Enfin Nyx me lâcha et je suis partie en titubant dans les cendres et les bouts bois encore fumant. Il était là, complètement calciné au niveau des jambes mais encore un peu reconnaissable au niveau de son visage.
Je l'ai détaché et il est tombé dans mes bras. Bien sûr, il n'y avait rien à sauver, il n'était plus là. J'ai posé sa tête sur mes genoux et j'ai tourné la tête en arrière cherchant le support de Nyx, mon regard brouillé croisa le sien et elle se leva, partant soudainement, comprenant probablement ce que je voulais, ou ce dont j'avais besoin.
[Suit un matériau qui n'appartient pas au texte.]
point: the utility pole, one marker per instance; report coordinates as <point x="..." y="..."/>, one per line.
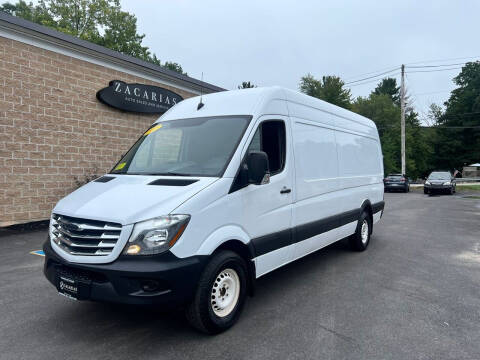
<point x="402" y="120"/>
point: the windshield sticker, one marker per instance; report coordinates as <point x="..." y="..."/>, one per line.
<point x="152" y="130"/>
<point x="120" y="166"/>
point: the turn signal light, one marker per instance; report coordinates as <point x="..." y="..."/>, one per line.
<point x="133" y="249"/>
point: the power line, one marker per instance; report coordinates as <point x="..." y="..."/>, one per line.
<point x="371" y="72"/>
<point x="432" y="92"/>
<point x="417" y="71"/>
<point x="371" y="77"/>
<point x="430" y="66"/>
<point x="372" y="81"/>
<point x="441" y="60"/>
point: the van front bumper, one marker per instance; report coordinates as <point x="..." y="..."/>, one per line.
<point x="142" y="280"/>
Je me suis reconcentrée sur Nikolaï. Il n'avait fallut qu'un instant. Une seule dispute, et des mauvaises coïncidences. Une hache qu'il m'avait donné pour me protéger mais qui l'avait indirectement tué. Une plaque de glace un peu trop glissante, un jour de peur de plus, la vie ne tenait qu'à ça, la mort aussi.
Le traître, Remington, peu importe ce qu'il voulait, avait tout gagné. Il ne restait que lui et moi, il me tuerait facilement, et Nyx, affaiblie, se fait abattre au moment où son existence serait reconnue par Monokuma, juste un bug à corriger.
Nyx était de retour, elle posa une grande couvertures sur mes épaules, et couvrit le corps et le visage de Nikolaï avec un autre. Elle me donna une bouteille d'eau. Peut-être voulait-elle que je bois pour me réhydrater après le feu et les larmes, mais j'ai versé doucement le liquide sur ce qu'il restait du visage de Nikolaï pour nettoyé la cendre et le sang.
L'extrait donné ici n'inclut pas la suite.